The UNC-system Safety Task Force did well to include a recommendation for background checks in a report to be submitted to UNC-system President Molly Broad.
There's little doubt that something had to be done after the murders of two UNC-Wilmington students this year - the suspects in both of those cases lied about their criminal histories.
It would be an impossible investment of resources for admissions officials to try to investigate criminal records for all applicants to UNC-system schools, but an ongoing effort to flag indicators of potential violence is in order.
Some of the suggestions to identify trouble - triggers such as a lapse between high school graduation and submission of the college application - seem like reasonable justification for admissions officials to double-check the applicant's criminal history.
Having the UNC system go to the Department of Public Instruction, the community college system and private schools to provide it with in-state student suspension and expulsion records also seem to be reasonable measures.
Although it's impossible to know how many real threats a flagging system will be able to catch, it's certainly better than having a system in which applicants can be confident that lies will go undetected.
Leslie Winner, UNC-system vice president and general counsel, told The (Raleigh) News & Observer that action of some sort is necessary.
"It's sort of a needle in a haystack we're looking for," she said, "but it's a pretty sharp needle."
It's unfortunate that admissions officials are forced to take on what are effectively law enforcement duties, but as events this year have shown, the need is there.
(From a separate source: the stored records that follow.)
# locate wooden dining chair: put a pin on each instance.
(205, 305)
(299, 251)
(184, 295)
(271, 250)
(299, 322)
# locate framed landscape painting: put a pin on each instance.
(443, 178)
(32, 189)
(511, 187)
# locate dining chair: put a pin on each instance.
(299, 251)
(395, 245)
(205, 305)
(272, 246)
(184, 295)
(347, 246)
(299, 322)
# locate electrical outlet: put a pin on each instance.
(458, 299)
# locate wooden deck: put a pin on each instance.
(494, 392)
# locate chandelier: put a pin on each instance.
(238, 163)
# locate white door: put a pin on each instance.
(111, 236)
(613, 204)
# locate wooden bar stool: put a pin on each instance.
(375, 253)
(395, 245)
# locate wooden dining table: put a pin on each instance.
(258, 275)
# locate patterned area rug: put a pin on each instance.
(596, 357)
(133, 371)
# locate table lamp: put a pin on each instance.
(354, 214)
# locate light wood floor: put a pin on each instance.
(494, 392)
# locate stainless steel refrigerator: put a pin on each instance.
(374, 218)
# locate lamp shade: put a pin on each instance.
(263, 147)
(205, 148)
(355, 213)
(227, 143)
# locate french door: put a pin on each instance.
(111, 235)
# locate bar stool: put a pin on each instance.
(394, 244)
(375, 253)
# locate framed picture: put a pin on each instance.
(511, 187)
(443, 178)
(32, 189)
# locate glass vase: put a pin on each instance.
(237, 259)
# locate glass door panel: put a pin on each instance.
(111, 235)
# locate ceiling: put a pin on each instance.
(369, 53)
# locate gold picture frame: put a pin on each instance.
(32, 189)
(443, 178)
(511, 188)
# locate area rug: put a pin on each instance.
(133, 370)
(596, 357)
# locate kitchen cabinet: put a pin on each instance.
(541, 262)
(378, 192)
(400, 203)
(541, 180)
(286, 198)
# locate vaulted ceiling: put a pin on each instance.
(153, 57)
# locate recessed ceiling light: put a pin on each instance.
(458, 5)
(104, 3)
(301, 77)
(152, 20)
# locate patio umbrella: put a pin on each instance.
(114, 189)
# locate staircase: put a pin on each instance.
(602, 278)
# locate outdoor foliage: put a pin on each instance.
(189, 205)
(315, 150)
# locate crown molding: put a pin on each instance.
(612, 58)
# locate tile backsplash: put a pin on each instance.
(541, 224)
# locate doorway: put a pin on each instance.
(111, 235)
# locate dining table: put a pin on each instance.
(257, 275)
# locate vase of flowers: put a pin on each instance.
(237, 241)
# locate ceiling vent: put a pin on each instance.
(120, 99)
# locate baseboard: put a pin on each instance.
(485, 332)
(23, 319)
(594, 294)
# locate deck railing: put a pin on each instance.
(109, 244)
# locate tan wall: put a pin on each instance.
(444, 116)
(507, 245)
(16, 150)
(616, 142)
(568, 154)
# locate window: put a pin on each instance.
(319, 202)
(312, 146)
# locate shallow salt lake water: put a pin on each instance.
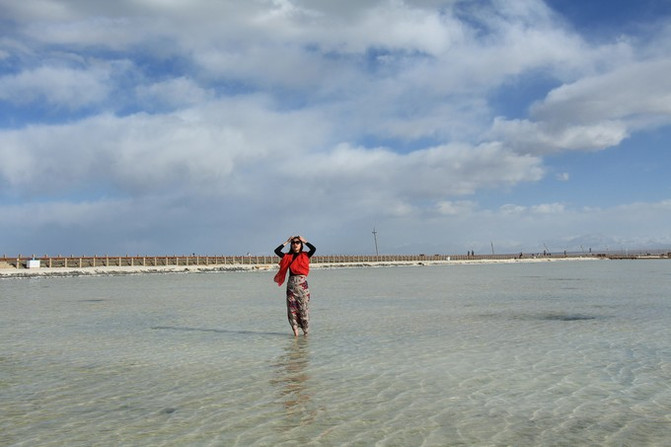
(571, 353)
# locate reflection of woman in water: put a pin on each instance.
(297, 262)
(293, 386)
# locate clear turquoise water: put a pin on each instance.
(556, 354)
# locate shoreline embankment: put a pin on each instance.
(111, 266)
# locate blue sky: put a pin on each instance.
(175, 127)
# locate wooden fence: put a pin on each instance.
(193, 260)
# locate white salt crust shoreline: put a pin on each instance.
(136, 270)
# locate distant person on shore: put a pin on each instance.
(297, 263)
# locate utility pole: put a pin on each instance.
(375, 238)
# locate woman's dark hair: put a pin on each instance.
(299, 241)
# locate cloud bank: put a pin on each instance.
(223, 127)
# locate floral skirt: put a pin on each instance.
(298, 299)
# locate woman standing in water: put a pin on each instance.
(297, 262)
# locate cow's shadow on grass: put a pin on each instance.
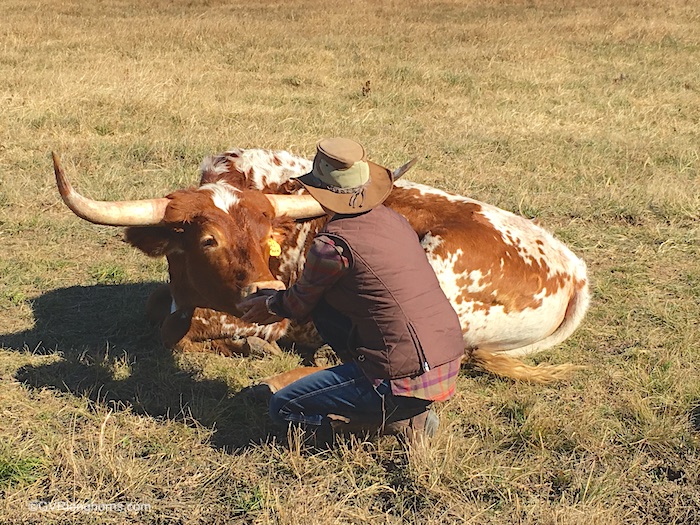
(111, 355)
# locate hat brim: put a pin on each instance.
(375, 192)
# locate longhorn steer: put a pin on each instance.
(517, 289)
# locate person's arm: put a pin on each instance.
(326, 261)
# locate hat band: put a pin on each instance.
(337, 189)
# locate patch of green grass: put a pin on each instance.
(19, 470)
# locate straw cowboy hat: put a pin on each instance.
(343, 180)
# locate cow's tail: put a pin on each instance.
(513, 368)
(506, 364)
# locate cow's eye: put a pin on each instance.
(208, 242)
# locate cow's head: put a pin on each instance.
(217, 238)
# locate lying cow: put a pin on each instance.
(517, 289)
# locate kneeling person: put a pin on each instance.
(372, 295)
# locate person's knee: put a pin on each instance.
(275, 408)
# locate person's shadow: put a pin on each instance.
(111, 355)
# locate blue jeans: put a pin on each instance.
(343, 390)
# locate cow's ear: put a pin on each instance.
(282, 228)
(154, 241)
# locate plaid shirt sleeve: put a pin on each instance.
(437, 384)
(326, 262)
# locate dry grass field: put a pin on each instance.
(584, 114)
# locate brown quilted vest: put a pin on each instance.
(403, 324)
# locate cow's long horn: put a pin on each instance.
(147, 212)
(296, 206)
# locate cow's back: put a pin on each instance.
(514, 286)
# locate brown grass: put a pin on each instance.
(584, 114)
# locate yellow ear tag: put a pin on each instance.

Guidelines for admissions officials to screen for potential sources of harm should continue to be examined and adapted as ideas come up.
It's an important matter - it's good to see that proactive efforts are being made to protect students.
It's unfortunate that it took the lives of two students to provoke the changes, but the need is clear and these recommendations chart a course of action that serves well within the constraints on the university system. We can only hope that more intrusive measures won't be necessary in the future.